Mon. Mar 27th, 2023
brown and black fox on brown grass field

After 45 reported attacks so far this year, the decision has been made that the Ministry of Forests staff will trap and euthanize up to 35 coyotes who have made Stanley Park, in Vancouver, their home.

By | Ayesha-Maria Di Tullio

Stanley Park – followed by numerous attacks, the Ministry of Forests has said it will take more action against the coyotes in the coming months. 

Professional contractors will catch the animals between the hours of 7 p.m. and 9 a.m. every day. The creatures would be “humanely euthanized” after being taken from the traps, according to the ministry.

According to some research, killing a large number of coyotes causes them to breed, even more, there is no convincing evidence that indiscriminate coyote killing achieves any good wildlife management goal.

Permanently reducing coyote populations is nearly impossible, coyote eradication has failed for more than a century.   Coyote populations in unexploited areas self-regulate based on food and habitat availability, as well as a territorial defence by resident family groups. Only the dominant partner in a pack of coyotes often reproduces, and they actively discourage subordinate members of the pack from reproducing. 

One night, around 4 weeks ago, a coyote approached my backyard, so quietly that one moment it wasn’t there and the next it was standing near the front door. My sister called me to look; the creature was a beauty, larger than usual, with a full russet-and-gray coat, quietly sizing up my sister, who looked adoringly at it in response.

“Don’t just stand there, run inside!”, I screamed, waving my arms at her.

Coyotes were more visible than usual this year, although they have always been a part of the landscape in my neighbourhood. 

brown and black fox on brown rock
Photo by Carlos Bahamonde on

It’s not unusual to hear their noises late at night, which is terrifying. It was both a welcome reminder and a frightening reminder of how fortunate we were to live in a neighbourhood surrounded by wildlife/nature.
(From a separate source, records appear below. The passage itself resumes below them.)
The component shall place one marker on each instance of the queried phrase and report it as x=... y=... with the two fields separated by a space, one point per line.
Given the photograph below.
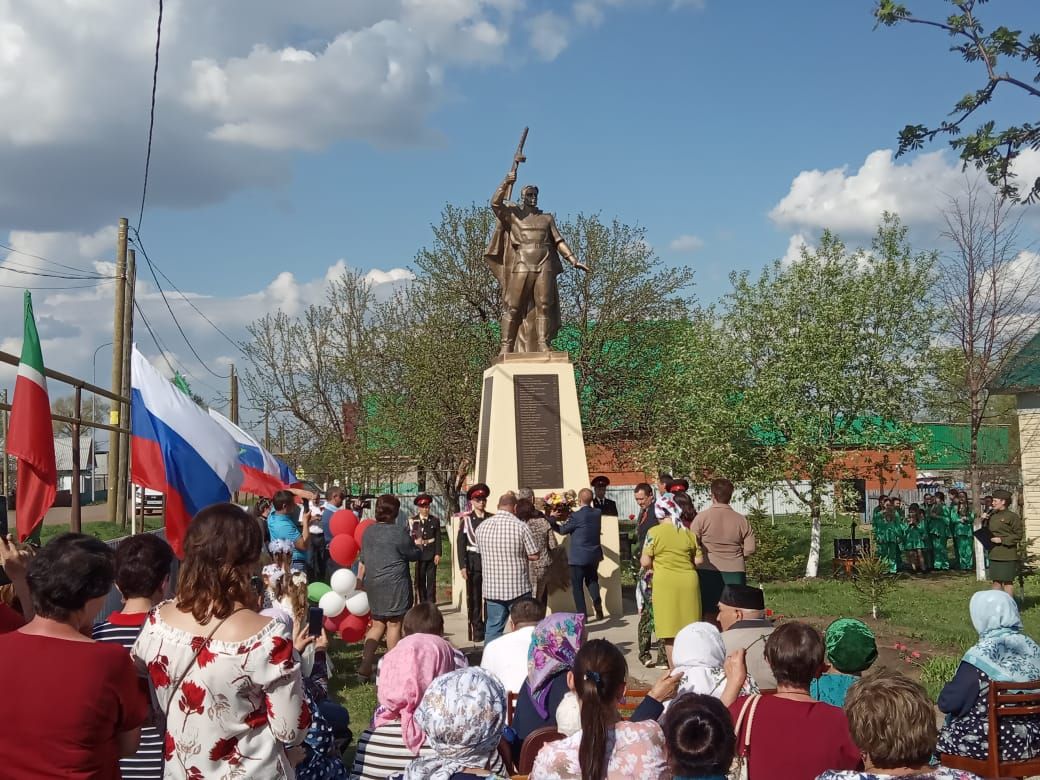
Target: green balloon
x=316 y=590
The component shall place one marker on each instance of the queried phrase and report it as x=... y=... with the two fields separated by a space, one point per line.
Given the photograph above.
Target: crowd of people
x=225 y=679
x=937 y=536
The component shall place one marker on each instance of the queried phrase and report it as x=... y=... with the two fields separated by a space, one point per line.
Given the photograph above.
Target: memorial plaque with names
x=540 y=457
x=482 y=451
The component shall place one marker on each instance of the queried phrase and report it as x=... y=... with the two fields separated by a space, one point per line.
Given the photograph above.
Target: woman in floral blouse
x=607 y=748
x=227 y=678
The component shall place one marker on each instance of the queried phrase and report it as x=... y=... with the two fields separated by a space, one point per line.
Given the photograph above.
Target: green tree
x=999 y=51
x=987 y=289
x=620 y=321
x=804 y=363
x=315 y=375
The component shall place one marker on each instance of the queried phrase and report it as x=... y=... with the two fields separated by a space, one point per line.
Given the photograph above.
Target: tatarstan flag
x=30 y=438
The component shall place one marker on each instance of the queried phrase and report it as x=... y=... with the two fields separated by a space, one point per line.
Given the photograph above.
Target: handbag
x=175 y=689
x=742 y=761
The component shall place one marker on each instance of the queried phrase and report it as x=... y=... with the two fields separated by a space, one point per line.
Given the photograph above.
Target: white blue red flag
x=261 y=471
x=178 y=449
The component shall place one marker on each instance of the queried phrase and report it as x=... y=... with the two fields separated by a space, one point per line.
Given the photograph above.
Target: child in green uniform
x=963 y=527
x=937 y=523
x=886 y=535
x=900 y=526
x=913 y=539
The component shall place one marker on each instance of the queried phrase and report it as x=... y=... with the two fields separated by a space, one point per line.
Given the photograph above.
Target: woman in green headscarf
x=851 y=650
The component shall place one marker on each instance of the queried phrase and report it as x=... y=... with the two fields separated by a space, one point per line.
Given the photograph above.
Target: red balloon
x=343 y=521
x=362 y=527
x=353 y=628
x=343 y=549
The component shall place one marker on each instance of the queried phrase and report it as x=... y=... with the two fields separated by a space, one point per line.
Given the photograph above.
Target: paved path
x=619 y=630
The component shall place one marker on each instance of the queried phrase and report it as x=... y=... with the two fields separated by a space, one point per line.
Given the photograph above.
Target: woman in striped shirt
x=141 y=575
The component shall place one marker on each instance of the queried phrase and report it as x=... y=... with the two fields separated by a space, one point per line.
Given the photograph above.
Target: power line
x=69 y=287
x=170 y=308
x=155 y=339
x=14 y=269
x=151 y=118
x=78 y=269
x=155 y=267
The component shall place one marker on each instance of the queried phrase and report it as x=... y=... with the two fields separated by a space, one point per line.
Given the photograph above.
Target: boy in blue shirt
x=282 y=525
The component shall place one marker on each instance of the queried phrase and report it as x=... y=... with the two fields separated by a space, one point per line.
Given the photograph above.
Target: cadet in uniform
x=1008 y=533
x=599 y=499
x=426 y=531
x=469 y=557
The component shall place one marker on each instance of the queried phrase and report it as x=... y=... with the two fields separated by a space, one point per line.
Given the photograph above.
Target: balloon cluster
x=345 y=607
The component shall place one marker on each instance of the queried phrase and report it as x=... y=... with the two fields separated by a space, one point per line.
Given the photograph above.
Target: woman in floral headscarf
x=671 y=551
x=553 y=645
x=395 y=737
x=1003 y=653
x=463 y=715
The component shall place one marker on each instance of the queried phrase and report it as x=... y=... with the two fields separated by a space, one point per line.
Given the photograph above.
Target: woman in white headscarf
x=462 y=715
x=671 y=552
x=1004 y=653
x=698 y=657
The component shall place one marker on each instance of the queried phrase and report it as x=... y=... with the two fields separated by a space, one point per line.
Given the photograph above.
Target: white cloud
x=853 y=203
x=75 y=321
x=795 y=245
x=547 y=33
x=685 y=243
x=243 y=85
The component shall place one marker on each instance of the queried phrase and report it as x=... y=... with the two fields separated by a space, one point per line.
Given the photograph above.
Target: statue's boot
x=510 y=327
x=542 y=334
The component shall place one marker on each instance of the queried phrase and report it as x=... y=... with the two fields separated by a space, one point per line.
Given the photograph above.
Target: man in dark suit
x=599 y=499
x=586 y=552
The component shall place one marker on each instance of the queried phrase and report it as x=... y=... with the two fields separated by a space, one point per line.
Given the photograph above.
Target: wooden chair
x=505 y=754
x=1006 y=700
x=632 y=699
x=535 y=742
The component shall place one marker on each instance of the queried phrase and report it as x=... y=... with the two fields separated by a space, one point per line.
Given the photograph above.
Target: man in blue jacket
x=586 y=552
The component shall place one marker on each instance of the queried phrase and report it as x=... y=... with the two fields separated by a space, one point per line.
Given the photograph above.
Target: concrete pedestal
x=530 y=437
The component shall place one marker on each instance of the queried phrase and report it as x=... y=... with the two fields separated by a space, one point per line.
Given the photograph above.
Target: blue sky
x=687 y=122
x=691 y=118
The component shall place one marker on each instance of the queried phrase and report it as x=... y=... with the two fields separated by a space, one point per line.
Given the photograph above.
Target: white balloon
x=332 y=604
x=358 y=604
x=343 y=581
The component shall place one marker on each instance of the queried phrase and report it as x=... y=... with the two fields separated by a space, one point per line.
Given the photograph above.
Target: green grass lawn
x=103 y=529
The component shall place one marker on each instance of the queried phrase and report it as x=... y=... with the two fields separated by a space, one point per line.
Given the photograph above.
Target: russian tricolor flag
x=261 y=471
x=178 y=449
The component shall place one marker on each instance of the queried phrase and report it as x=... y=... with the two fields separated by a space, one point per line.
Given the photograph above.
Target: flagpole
x=114 y=439
x=127 y=494
x=76 y=516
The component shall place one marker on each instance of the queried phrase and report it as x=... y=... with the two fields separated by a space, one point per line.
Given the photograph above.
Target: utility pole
x=125 y=494
x=3 y=434
x=233 y=412
x=114 y=416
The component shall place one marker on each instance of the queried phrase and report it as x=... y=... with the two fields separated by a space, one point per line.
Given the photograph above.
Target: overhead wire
x=79 y=269
x=47 y=287
x=155 y=268
x=151 y=118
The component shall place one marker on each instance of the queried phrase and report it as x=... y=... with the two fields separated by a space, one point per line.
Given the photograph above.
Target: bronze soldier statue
x=524 y=256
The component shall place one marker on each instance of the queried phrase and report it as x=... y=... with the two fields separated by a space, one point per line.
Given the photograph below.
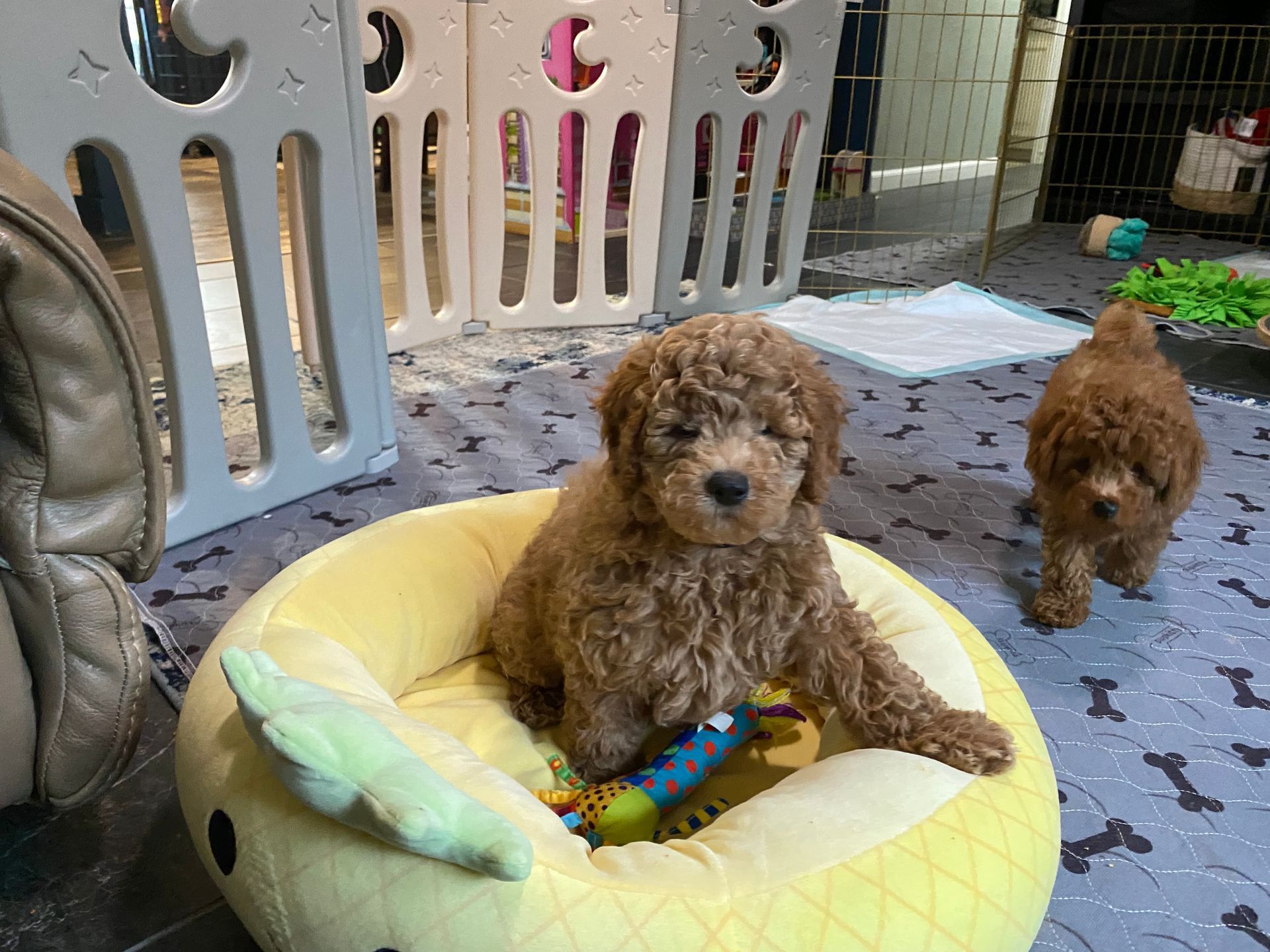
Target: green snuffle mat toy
x=1205 y=292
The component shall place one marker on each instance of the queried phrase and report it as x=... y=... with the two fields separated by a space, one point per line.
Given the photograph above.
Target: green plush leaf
x=1198 y=291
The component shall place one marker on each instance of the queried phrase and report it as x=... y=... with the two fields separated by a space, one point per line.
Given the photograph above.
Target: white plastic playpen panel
x=635 y=41
x=433 y=80
x=292 y=75
x=713 y=44
x=296 y=79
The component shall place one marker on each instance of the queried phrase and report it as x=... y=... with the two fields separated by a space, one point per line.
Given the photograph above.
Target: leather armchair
x=81 y=506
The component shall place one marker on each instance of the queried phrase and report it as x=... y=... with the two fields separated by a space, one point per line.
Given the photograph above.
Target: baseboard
x=911 y=175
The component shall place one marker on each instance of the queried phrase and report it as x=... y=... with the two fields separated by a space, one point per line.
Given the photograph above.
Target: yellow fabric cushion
x=827 y=847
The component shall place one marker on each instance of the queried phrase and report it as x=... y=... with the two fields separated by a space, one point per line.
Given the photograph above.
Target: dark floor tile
x=211 y=930
x=1236 y=370
x=111 y=873
x=1184 y=352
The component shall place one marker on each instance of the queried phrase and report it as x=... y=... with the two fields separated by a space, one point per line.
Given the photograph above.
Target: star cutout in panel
x=316 y=24
x=291 y=87
x=432 y=74
x=501 y=24
x=88 y=74
x=520 y=75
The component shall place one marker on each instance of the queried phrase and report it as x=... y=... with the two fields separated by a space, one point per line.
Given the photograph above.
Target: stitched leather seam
x=124 y=688
x=73 y=257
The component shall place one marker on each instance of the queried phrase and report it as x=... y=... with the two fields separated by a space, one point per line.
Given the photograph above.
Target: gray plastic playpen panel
x=296 y=70
x=714 y=38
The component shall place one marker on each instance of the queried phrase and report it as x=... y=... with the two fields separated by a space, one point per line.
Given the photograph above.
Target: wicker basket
x=1220 y=175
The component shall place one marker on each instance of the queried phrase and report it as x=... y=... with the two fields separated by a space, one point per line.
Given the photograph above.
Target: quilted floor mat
x=1156 y=711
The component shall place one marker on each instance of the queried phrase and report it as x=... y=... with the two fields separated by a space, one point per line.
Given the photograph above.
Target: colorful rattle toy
x=626 y=810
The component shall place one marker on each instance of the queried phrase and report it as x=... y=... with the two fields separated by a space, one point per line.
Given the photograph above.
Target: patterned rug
x=1156 y=711
x=1043 y=270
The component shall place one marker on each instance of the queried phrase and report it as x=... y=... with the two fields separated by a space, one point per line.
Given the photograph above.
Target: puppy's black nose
x=728 y=488
x=1105 y=509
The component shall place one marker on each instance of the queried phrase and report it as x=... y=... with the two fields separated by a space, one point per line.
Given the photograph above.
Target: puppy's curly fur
x=654 y=594
x=1115 y=457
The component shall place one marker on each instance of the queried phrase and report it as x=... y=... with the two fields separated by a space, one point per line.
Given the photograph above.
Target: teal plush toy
x=1108 y=237
x=343 y=763
x=1126 y=240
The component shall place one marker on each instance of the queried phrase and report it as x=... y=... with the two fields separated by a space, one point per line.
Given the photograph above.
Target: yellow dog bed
x=865 y=850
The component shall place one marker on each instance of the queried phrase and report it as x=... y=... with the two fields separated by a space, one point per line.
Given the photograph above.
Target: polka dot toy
x=626 y=810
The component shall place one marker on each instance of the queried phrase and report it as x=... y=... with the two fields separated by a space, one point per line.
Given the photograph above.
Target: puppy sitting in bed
x=687 y=567
x=1115 y=457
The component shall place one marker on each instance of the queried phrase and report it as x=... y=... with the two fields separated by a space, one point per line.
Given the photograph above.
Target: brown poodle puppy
x=1115 y=457
x=689 y=567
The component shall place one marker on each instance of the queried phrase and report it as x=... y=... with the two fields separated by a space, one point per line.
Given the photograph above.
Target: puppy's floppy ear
x=824 y=404
x=622 y=405
x=1046 y=434
x=1185 y=461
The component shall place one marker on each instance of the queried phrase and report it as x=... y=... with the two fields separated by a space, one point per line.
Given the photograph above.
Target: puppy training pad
x=854 y=850
x=954 y=328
However, we haven’t seen any coyotes lately. That was taken care of by the city, and I am not happy about that. 

Coyotes have kidnapped small pets, and at times appeared on the street when residents walked their dogs in a few neighbourhoods, as a result, residents would avoid going on walks outside after dark.

Rather than hunting down coyotes, we should avoid going to parks where there are coyote warnings or doing yoga, jogging, or taking a walk at 6 a.m. in areas where coyotes and bears live.

Most significantly, people should refrain from feeding wild animals for the sake of getting the perfect photographs for social media, or because they believe they have the right to do so.

Killing an animal that has played a vital role in nature for five million years is an act of adolescence. Coyotes, like other natural predators, represent no special or overwhelming threat to city dwellers who keep their dogs and cats inside at night. 

So why do we continue to use them as scapegoats for our mistakes?